Now, earlier this week, Drs. Kearns, Glantz and another author named Dr. Dorie Apollonio published the new article in PLOS Biology, in which they declare that “The sugar industry did not disclose evidence of harm from animal studies that would have (1) strengthened the case that the (coronary heart disease) risk of sucrose is greater than starch and (2) caused sucrose to be scrutinized as a potential carcinogen.” Their review now indicates that the sugar industry not only knew about sugar’s link to heart disease, but also its link to cancer, which dates back 50 years.
According to the new article, the Sugar Research Foundation, which became the International Sugar Research Foundation, funded Project 259 for 27 months but refused to fund the final 3 months to complete the study, possibly because the trade association knew their members would be harmed by the results, should they become public.

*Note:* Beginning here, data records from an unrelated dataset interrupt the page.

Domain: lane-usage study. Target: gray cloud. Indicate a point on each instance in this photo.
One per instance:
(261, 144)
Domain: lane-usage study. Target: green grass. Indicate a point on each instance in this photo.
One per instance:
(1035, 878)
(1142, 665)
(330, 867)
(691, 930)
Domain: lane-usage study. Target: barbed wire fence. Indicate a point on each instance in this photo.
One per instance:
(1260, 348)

The Sugar Association refutes any link between sugar consumption and cancer or heart disease risk. On the sugar-cancer link, the trade association states: “Studies like this have made news periodically for decades, yet when the full body of science on the subject is evaluated, no credible link between ingested sugars and cancer has been established.” Yet, isn’t this an admission that there have been studies linking cancer to sugar consumption for decades, which is exactly the point of the authors of the new PLOS Biology review? The trade association representing the interests of sugar companies also added: “When it comes to studies that concern cancer, the scientific community and the media should strive to maintain the highest standard of scientific integrity to ensure the public is not needlessly scared or misled.” To which, I can’t help but ask: “does keeping Project 259 and its findings secret for 50 years qualify as the highest standard of scientific integrity?” Because, I don’t think that potentially covering up the cancer and heart disease link to sugar consumption and attempting to mislead the public with secretly funded research qualifies as integrity of any kind.

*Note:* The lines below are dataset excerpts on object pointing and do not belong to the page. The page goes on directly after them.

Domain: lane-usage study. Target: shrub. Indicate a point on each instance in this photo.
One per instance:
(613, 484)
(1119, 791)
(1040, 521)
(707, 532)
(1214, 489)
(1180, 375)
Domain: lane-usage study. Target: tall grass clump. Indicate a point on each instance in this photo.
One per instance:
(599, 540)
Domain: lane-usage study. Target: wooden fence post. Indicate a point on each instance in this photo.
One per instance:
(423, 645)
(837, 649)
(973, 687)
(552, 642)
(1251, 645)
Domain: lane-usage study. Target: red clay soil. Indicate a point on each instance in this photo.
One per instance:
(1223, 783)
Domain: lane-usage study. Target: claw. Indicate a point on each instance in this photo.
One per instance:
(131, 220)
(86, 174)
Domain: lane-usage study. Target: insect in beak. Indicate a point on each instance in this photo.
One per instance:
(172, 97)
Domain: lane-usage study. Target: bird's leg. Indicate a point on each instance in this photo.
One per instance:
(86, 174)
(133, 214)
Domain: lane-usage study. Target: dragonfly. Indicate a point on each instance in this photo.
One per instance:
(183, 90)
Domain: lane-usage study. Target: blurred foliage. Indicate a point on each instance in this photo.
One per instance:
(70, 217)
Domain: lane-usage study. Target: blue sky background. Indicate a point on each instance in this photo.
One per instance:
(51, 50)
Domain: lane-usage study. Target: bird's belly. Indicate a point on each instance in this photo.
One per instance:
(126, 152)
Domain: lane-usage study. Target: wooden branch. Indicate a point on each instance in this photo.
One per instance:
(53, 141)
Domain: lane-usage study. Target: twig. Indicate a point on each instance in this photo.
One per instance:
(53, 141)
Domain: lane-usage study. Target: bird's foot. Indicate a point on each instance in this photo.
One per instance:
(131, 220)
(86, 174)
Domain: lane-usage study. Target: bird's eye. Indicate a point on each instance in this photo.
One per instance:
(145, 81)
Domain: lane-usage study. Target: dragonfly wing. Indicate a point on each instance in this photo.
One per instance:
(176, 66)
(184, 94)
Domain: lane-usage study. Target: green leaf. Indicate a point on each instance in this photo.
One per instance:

And, it should probably come as no surprise that the Sugar Association continues to refute any link between sugar consumption and heart disease as well, preferring instead to state on its website: “The (JAMA) study resulted in sensationalized headlines, but many of these reports failed to mention that the study’s own authors wrote that the ‘biological mechanisms underlying the association between added sugars intake and (cardiovascular disease) risk are not completely understood.” While the authors of the JAMA article may have made such a conclusion as to the means by which sugar increases the risk of heart disease, they clearly stated the causal link between sugar consumption and the disease risk.

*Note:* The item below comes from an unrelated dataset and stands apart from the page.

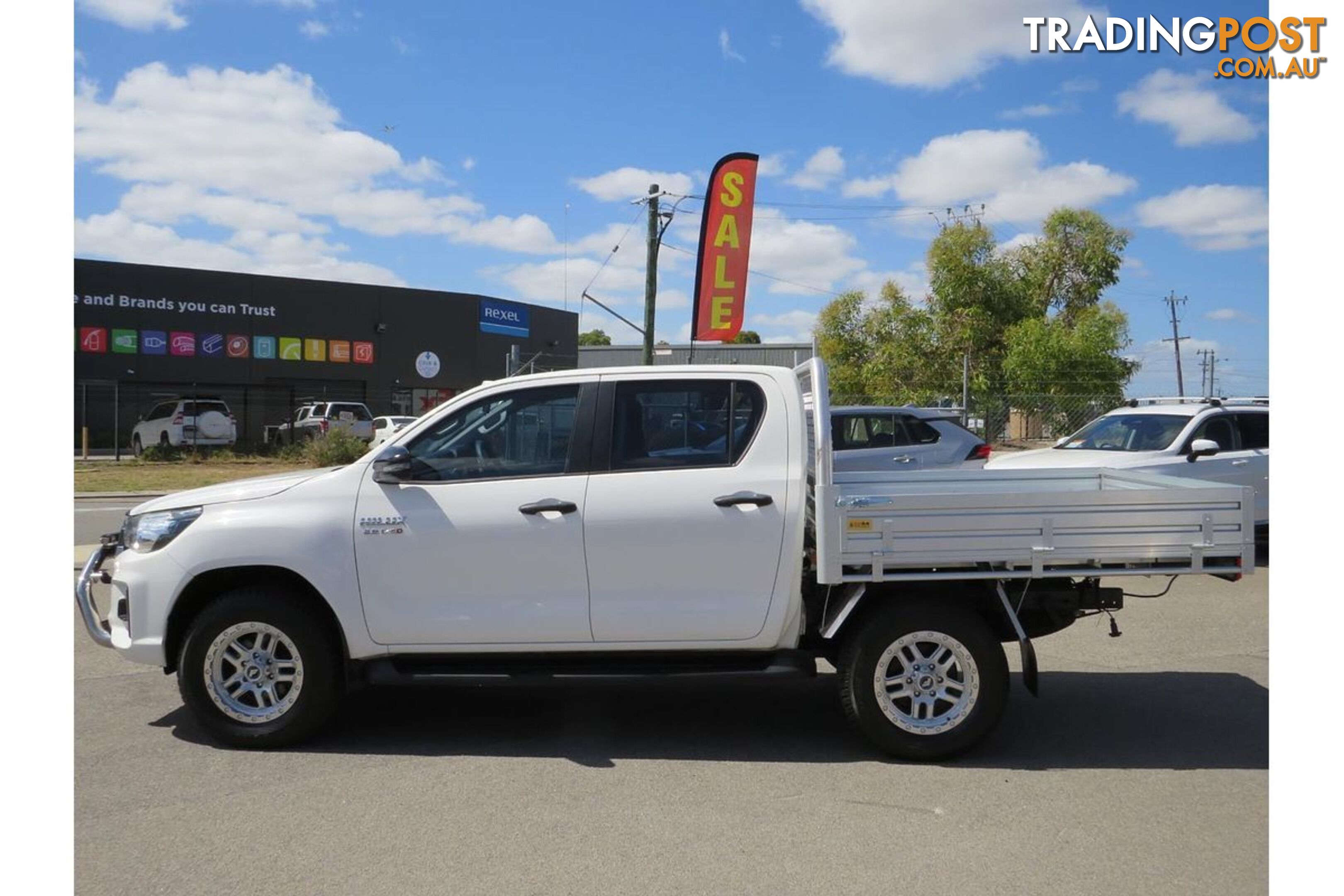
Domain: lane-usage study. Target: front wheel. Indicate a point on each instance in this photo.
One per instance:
(924, 682)
(258, 671)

But in its seeming hypocrisy, I guess the Sugar Association simply forgot about another study published in the medical journal Cancer Research in which animals 50 to 58 percent of the animals fed a sugar-enriched diet suffered from breast cancer by the completion of the study. Certainly ensuring that the public is aware of such a study or other reputable studies linking sugar consumption to endometrial cancer and colon cancer constitutes scientific integrity, doesn’t it? But, it seems to me that the sugar industry prefers to dig its own grave with sugar spoons.